DRL 02: Formalization of a Reinforcement Learning Problem

Original article was published on Deep Learning on Medium

DRL 02: Formalization of a Reinforcement Learning Problem

Agent-Environment interaction in a Markov Decision Process

(Image by author)

Today we start with the second post in the series “Deep Reinforcement Learning Explained” . As we announced in the first post, one of the main aspects of this series is its orientation to practice, however we need some theoretical knowledge before starting coding. In this posts we will explore specific assumptions and abstractions in its strict mathematical form. Don’t panic; your patience will be rewarded!

Here we will introduce the reader to the mathematical representation and notation of the concepts that have been presented in the previous post, which will be used repeatedly in this series. Actually the reader will learn to represent these kinds of problems using a mathematical framework known as Markov Decision Processes (MDP) that allows to model virtually any complex Environments.

Often, the dynamics of the environments are hidden and inaccessible to the Agent, however, as we will see in future posts, DRL agents do not need to know the precise MDP of a problem to learn robust behaviors. But knowing about MDP is important for the reader because agents are commonly designed with the assumption that an MDP, even if inaccessible, is running under the hood.

Markov Decision Processes

In more formal terms, almost all the Reinforcement Learning problems can be framed as Markov Decision Processes (MDP). For the moment we could consider that a MDP consists basically of five elements <S,A,T,R,γ> where the symbols mean:

  • S — a set of states
  • A — a set of actions
  • T — transition function
  • R — reward function
  • γ — discounting factor

Let’s describe each of them.


A state is a unique and self-contained configuration of the problem. The set of all possible states, the state space. There are special states as starting states or terminal states.

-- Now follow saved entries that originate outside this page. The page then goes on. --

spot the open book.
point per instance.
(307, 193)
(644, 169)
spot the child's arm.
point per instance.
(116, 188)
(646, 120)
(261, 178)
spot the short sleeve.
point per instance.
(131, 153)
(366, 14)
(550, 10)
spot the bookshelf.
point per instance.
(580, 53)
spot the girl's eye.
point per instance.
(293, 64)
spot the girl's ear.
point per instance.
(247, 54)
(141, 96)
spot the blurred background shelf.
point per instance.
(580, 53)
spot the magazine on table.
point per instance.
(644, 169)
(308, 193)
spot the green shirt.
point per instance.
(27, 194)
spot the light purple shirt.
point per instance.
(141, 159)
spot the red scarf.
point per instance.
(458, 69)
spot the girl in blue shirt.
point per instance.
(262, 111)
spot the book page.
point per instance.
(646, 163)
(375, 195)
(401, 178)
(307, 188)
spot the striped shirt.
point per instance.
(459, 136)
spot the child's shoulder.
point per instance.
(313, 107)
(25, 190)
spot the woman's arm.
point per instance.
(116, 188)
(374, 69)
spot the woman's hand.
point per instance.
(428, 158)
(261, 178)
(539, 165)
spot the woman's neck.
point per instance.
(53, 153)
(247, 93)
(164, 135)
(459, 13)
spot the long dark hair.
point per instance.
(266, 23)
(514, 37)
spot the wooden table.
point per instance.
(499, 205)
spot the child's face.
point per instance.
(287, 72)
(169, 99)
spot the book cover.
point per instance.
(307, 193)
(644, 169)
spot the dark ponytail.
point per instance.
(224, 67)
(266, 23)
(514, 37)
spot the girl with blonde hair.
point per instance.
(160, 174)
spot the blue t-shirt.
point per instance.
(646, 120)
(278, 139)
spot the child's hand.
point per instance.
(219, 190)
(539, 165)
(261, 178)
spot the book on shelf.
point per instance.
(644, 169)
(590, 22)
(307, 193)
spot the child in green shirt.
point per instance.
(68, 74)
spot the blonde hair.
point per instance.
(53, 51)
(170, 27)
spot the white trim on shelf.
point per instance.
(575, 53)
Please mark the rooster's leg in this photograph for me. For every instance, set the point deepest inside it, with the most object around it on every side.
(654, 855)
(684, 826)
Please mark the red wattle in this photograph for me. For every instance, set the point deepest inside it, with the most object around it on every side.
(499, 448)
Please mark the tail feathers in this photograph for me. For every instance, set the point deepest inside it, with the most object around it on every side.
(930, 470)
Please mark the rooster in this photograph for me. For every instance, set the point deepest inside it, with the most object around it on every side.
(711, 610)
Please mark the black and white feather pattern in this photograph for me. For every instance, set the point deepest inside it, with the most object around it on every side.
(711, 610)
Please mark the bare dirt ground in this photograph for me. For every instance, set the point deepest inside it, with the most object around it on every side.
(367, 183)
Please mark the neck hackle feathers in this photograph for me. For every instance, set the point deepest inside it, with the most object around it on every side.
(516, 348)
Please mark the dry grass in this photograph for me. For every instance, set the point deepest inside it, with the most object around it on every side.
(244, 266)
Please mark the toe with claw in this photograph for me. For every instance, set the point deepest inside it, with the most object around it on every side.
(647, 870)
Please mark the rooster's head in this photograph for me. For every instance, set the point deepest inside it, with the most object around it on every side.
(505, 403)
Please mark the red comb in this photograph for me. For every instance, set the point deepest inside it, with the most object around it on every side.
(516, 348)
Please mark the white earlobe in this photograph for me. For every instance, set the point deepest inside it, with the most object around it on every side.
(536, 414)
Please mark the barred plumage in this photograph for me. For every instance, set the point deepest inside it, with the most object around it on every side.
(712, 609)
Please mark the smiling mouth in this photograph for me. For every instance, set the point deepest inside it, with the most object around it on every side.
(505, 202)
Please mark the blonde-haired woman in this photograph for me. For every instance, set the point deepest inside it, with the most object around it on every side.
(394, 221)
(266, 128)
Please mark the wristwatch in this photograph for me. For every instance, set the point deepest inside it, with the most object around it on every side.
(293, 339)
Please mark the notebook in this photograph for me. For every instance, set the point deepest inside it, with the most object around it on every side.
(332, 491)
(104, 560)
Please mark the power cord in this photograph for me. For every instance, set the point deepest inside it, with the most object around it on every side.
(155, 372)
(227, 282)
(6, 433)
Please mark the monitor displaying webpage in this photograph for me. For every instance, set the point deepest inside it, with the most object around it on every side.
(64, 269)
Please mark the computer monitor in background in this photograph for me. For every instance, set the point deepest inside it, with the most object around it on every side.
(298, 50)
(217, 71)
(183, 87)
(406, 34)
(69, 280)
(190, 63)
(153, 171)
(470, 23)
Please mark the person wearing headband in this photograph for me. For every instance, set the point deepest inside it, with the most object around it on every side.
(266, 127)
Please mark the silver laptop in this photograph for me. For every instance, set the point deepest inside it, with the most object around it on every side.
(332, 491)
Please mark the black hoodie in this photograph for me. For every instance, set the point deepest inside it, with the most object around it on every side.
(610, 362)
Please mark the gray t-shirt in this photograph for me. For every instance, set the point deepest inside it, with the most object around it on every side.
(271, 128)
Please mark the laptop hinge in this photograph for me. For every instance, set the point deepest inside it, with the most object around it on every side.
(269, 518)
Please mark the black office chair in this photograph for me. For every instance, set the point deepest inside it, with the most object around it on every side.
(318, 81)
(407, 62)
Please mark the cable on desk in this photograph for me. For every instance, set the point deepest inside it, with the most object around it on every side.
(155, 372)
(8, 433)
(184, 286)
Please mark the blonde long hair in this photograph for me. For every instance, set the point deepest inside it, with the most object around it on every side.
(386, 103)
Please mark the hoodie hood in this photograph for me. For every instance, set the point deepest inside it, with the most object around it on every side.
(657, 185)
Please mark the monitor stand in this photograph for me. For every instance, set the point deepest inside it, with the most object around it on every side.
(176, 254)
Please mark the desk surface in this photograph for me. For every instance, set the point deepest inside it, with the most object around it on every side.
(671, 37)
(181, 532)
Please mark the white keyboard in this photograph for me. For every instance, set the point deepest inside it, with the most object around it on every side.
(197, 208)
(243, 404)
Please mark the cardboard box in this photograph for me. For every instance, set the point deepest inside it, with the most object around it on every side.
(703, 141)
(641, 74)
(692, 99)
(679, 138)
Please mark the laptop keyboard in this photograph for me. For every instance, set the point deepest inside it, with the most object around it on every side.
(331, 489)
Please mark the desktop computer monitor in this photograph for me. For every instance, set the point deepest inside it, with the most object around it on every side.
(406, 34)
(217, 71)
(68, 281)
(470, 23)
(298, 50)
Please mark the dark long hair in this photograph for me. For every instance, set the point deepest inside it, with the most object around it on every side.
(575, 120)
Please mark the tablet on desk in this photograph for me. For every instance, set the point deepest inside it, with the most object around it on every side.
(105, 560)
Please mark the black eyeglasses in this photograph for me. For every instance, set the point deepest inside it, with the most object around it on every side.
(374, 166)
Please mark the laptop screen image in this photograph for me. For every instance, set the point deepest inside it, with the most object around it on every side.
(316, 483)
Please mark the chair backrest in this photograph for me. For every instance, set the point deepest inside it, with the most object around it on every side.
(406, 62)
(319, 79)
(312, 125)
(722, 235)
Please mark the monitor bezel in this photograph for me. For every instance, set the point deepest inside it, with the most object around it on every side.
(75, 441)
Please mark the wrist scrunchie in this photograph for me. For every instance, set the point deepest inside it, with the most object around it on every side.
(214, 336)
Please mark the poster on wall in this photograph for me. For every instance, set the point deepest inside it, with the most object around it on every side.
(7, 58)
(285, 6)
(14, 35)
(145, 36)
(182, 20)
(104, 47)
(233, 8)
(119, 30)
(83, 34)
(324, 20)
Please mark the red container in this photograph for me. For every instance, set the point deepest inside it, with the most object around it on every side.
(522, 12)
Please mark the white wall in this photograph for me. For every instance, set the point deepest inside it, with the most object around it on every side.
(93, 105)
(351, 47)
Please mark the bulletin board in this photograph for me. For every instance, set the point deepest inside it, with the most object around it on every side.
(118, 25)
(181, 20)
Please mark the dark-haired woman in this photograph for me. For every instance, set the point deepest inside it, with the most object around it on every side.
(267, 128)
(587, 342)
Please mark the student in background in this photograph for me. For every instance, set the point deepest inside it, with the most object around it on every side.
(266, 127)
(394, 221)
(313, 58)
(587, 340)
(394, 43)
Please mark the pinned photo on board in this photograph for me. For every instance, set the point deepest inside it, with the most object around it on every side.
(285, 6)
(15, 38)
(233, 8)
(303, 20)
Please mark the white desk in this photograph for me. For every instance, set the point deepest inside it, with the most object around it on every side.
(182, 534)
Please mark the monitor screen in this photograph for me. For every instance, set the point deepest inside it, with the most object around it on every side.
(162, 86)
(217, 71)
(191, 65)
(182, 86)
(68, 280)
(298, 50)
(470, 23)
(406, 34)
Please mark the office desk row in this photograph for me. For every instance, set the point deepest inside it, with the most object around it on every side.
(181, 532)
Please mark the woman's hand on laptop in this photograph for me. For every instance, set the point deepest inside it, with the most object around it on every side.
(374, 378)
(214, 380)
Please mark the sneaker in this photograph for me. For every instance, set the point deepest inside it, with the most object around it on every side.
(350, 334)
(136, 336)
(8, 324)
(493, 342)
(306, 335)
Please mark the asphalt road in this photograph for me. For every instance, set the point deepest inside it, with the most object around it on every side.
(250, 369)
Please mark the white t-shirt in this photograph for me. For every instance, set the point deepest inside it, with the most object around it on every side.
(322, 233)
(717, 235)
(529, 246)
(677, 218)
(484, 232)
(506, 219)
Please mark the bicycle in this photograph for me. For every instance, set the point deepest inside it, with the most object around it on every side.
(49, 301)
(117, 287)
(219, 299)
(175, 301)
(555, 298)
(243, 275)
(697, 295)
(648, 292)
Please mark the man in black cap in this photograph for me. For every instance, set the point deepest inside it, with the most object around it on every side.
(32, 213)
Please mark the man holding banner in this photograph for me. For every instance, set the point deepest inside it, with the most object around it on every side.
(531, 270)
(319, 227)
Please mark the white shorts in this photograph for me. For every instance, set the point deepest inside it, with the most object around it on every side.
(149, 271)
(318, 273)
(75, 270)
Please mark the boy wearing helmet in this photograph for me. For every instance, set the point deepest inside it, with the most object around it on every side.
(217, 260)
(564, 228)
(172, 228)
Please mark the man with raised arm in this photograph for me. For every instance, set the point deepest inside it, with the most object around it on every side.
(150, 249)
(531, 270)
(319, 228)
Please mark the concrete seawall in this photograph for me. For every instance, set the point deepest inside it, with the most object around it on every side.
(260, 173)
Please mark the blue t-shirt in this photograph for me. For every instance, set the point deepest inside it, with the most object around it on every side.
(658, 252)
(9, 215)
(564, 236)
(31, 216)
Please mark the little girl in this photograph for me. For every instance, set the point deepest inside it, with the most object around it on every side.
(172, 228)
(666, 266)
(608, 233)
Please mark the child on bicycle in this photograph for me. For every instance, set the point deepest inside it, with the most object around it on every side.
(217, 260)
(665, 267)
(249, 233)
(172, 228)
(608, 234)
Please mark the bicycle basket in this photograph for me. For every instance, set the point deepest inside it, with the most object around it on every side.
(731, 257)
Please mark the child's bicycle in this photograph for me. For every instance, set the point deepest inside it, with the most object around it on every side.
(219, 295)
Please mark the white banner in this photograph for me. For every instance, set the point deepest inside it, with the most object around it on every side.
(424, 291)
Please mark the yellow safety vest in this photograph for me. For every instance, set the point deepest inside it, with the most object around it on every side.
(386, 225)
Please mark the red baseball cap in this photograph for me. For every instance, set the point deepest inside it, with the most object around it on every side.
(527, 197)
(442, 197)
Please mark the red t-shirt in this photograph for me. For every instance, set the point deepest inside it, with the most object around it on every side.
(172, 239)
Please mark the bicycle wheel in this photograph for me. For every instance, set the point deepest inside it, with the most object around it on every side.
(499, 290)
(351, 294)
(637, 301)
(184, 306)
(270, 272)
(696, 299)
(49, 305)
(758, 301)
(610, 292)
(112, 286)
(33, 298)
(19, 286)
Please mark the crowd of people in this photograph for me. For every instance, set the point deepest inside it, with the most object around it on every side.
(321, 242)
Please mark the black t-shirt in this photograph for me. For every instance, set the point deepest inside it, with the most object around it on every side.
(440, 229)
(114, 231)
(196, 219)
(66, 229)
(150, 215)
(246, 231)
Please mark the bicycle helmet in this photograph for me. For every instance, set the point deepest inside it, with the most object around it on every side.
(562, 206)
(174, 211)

In our Frozen-Lake example, used in the previous post, the state space of the Environment is composed by 16 states:

print(“State space: “, env.observation_space)State space: Discrete(16)

In the Frozen-Lake Environment, for instance, there is only one starting state (which is state 0) and five terminal states (states 5,7,11,12 and 15):

Figure 1: State space of the Frozen-Lake Environment. (Image by author)

All states in MDP has “Markov” property, referring to the fact that the future only depends on the current state, not the history: the probability of the next state, given the current state, will be the same as if you give it the entire history of interactions. In other words that is, the future and the past are conditionally independent given the present, as the current state encapsulates all the statistics we need to decide the future.


At each state, the Environment makes available a set of actions, an action space, from which the Agent will choose an action. The Agent influences the Environment through these actions and the Environment may change states as a response to the action taken by the Agent. The Environment makes the set of all available actions known in advance.

In Frozen-Lake Environment, there are four available actions in all states: UP, DOWN, RIGHT, or LEFT:

print(“Action space: “, env.action_space)Action space: Discrete(4)

Now that we have presented the states and actions, we can revisit the “Markov” property. The probability of the next state St+1, given the current state St and current action At in a given time t, will be the same as if you give it the entire history of interactions. In other words that is, the probability of moving from one state to another state on two separate occasions, given the same action, is the same regardless of all previous states or actions encountered before that point.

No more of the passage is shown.